MicrosoftChief Technology OfficerCTOKevin Scott said in an interview with Sequoia Capital’s podcast last week:He reiterated his beliefLarge Language Models (LLM)’s view that the “law of scale” will continue to drive progress in AI, even as some in the field suspect that progress has stalled. Scott played a key role in pushing Microsoft to reach a $13 billion technology-sharing agreement with OpenAI.
“Others may disagree, but I don’t think we’ve reached a point of diminishing returns with scale,” Scott said. “I want people to understand that there is an exponential process here, and unfortunately,You only see it every few years because it takes time to build supercomputers and then train models on them.. "
In 2020, OpenAI researchers explored the “scaling law” of LLM, which states thatLanguage model performance tends to improve predictably as models become larger (more parameters), more training data is available, and more computing power is available.This law means that simply increasing the size of models and the amount of training data can significantly improve AI capabilities without requiring fundamental algorithmic breakthroughs.
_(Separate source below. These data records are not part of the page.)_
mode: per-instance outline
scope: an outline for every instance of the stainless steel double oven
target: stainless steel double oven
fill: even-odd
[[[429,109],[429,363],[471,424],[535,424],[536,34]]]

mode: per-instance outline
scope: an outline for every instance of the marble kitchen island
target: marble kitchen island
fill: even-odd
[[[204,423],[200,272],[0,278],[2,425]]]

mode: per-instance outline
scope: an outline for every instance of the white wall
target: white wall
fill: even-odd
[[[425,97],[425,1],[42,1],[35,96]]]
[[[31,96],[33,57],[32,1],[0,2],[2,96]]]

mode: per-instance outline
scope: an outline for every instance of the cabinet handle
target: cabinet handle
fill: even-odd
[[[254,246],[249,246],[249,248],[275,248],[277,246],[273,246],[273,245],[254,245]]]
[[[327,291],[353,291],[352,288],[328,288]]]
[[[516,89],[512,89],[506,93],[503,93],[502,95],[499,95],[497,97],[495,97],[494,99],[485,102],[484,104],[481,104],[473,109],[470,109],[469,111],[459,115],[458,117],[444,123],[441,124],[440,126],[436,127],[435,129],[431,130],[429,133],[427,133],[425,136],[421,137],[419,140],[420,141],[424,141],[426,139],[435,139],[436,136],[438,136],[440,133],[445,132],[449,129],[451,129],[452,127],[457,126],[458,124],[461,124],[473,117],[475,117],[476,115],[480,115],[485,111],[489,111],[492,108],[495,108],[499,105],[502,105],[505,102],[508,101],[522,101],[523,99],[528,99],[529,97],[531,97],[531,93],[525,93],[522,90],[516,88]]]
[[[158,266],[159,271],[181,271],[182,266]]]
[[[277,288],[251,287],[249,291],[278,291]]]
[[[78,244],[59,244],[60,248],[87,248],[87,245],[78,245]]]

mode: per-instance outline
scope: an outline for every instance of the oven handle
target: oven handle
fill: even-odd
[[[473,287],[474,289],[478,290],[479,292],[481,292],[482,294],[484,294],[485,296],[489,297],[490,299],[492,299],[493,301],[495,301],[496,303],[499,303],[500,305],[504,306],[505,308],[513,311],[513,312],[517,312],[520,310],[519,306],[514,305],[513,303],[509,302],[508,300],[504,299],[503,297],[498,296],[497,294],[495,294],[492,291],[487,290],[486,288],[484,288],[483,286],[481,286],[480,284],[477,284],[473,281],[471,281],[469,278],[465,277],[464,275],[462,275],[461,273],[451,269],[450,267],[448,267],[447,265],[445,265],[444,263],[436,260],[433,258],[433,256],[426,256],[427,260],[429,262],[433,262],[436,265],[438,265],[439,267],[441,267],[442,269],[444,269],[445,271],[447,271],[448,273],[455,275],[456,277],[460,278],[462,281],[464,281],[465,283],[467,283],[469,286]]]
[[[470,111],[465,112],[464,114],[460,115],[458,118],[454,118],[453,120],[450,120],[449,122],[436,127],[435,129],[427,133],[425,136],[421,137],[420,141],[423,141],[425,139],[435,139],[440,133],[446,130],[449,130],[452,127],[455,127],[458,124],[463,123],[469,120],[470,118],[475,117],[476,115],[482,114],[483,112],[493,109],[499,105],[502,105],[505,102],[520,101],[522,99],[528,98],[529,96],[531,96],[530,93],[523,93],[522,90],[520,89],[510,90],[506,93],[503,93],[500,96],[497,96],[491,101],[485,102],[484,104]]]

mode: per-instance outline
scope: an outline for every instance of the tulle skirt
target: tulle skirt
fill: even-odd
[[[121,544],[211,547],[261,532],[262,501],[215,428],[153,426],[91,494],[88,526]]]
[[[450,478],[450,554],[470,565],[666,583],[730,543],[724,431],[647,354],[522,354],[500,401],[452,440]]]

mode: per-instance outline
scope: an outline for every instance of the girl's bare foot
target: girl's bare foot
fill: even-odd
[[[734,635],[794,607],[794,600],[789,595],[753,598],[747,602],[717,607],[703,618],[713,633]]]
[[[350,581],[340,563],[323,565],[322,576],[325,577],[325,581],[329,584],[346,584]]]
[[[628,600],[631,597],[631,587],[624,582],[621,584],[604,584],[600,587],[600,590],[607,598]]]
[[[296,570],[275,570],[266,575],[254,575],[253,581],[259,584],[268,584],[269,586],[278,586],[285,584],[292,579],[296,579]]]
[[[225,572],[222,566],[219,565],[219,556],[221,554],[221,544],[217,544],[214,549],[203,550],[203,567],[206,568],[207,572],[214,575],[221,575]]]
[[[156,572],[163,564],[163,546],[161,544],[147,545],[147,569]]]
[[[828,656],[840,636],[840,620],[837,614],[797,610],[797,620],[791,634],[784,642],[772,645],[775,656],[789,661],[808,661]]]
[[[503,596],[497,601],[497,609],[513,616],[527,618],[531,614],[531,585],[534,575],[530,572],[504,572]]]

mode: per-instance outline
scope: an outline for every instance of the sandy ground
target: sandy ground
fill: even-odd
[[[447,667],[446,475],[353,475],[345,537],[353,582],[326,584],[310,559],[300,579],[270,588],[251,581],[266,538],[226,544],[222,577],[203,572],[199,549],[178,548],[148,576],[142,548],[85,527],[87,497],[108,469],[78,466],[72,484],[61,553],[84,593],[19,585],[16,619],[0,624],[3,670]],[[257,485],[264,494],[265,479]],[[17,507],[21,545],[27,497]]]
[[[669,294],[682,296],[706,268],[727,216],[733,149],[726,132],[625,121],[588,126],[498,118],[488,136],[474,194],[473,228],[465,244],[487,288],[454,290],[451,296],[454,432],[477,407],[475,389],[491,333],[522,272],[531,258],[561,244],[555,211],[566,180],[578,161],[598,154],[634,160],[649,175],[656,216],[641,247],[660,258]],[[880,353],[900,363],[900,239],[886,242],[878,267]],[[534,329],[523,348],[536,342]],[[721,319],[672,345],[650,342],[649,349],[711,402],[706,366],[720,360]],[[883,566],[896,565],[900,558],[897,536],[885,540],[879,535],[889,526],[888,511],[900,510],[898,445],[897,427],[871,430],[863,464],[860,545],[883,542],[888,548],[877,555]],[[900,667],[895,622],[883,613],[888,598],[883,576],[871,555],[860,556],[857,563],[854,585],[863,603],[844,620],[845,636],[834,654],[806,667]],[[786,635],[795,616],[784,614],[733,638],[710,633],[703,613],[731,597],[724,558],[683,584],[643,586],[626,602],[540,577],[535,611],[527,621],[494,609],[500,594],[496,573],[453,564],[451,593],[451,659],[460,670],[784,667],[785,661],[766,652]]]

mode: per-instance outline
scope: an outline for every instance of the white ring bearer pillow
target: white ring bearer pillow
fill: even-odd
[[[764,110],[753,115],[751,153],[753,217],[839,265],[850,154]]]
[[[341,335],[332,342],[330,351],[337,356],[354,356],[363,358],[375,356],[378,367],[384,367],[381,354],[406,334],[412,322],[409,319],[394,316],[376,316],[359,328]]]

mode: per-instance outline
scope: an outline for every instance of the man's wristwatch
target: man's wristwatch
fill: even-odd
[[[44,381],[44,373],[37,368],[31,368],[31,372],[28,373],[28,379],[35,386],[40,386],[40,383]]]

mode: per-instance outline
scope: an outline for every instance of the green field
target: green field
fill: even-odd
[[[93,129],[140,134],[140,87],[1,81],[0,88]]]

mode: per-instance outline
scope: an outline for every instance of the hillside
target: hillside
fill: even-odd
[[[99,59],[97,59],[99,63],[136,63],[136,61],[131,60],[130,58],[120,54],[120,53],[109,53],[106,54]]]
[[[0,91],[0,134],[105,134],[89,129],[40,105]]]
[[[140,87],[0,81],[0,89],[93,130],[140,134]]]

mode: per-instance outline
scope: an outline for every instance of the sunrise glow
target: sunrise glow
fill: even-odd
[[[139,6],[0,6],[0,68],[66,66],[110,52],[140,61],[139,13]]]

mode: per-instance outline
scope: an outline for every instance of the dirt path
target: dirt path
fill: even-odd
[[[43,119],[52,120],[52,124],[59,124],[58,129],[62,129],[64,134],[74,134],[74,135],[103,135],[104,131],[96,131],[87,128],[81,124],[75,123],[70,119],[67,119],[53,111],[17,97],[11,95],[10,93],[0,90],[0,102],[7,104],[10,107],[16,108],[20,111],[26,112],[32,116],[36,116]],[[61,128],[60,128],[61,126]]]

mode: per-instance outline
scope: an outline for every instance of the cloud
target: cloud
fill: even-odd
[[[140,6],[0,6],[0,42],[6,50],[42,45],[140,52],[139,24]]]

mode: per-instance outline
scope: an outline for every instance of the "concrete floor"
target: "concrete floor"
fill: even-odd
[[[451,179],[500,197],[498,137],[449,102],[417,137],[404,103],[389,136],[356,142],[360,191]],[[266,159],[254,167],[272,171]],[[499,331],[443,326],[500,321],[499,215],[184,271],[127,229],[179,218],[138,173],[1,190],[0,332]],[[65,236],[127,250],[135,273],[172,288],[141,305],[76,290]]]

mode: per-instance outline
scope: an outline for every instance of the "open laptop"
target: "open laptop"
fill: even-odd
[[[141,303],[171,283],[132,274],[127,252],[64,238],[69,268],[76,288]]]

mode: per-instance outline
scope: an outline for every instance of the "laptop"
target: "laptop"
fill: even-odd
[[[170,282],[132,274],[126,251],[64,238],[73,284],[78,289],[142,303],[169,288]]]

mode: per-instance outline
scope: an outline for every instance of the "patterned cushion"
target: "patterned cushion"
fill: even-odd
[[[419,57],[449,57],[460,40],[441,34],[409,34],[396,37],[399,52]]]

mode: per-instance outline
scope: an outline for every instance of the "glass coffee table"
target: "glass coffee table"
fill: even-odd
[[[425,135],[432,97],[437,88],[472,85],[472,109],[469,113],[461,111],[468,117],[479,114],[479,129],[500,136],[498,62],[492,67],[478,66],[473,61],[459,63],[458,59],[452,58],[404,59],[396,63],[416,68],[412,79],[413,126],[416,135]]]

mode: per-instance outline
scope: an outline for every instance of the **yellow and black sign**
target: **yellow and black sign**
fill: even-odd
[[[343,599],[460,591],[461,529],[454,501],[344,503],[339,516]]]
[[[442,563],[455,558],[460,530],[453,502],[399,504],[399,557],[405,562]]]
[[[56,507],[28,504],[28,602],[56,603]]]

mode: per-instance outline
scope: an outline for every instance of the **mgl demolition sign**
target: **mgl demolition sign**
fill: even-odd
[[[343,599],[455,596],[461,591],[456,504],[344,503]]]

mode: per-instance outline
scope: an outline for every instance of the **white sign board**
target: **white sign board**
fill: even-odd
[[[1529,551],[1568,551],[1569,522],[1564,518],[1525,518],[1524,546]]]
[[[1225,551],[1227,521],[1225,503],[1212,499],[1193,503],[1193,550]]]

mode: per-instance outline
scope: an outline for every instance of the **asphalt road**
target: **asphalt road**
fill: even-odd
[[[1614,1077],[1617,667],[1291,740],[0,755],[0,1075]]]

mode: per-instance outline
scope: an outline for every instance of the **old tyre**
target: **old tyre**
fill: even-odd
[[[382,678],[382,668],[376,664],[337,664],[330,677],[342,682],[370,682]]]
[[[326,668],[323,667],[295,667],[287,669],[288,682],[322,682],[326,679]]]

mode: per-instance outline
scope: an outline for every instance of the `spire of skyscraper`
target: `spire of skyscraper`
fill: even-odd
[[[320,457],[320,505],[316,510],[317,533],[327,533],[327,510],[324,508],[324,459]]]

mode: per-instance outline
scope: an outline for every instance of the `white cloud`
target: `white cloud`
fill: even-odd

However, other researchers have since questioned the long-term validity of the "law of scale." Still, the concept remains a cornerstone of OpenAI's philosophy on artificial intelligence research and development. Scott's optimism contrasts with the views of some critics in the field of artificial intelligence, who believe that progress in large language models has stagnated at the level of models like GPT-4. This view is based primarily on informal observations and benchmark results of the latest models, such as Google's Gemini 1.5 Pro, Anthropic's Claude Opus, and OpenAI's GPT-4o. Some believe that these models have not made the same leaps and bounds as previous generations of models,The development of large language models may be approaching a stage of “diminishing marginal returns”.
Gary Marcus, a prominent critic of artificial intelligence, wrote in April: “GPT-3 is clearly better than GPT-2, and GPT-4 (released 13 months ago) is clearly better than GPT-3. But what happens next?”
Scott's stance suggests that tech giants like Microsoft still believe it's reasonable to invest in large AI models, betting on continued breakthroughs. Given Microsoft's investment in OpenAI and its heavy marketing of its own AI collaboration tool, Microsoft Copilot, the company has a strong desire to maintain the public perception of continued progress in the field of AI, even if the technology itself may hit a wall.
Ed Zitron, another prominent AI critic, recently wrote on his blog that one argument some people make for continued investment in generative AI is that “OpenAI has some technology we don’t know about, a powerful and mysterious technology that will completely crush all skeptics.” He wrote, “But that’s not the case.”
The public perception of the slowdown in the capabilities of large language models, as well as the results of the benchmarks, may be partly due to the fact that AI has only recently entered the public eye, while in fact, large language models have been in development for many years. OpenAI continued to develop large language models for three years after the release of GPT-3 in 2020, until the release of GPT-4 in 2023. Many people may not have realized the power of models like GPT-3 until the launch of ChatGPT, a chatbot developed using GPT-3.5, in late 2022, and therefore felt that the capabilities were greatly improved when GPT-4 was released in 2023.
In the interview, Scott refuted the view that progress in artificial intelligence has stagnated, but he also admitted that the data points in the field are indeed updated slowly because new models often take years to develop. Nevertheless, Scott is still confident that future versions will improve, especially in areas where current models perform poorly.
“The next breakthrough is coming, and I can't predict exactly when it will occur."We don't know how much progress it will make, but it will almost certainly improve the current imperfect aspects, such as the model is too expensive or too fragile to be used with confidence," Scott said in an interview. "All of these aspects will be improved, the cost will be reduced, and the model will become more stable. By then, we will be able to achieve more complex functions. This is exactly what each generation of large language models has achieved through scale."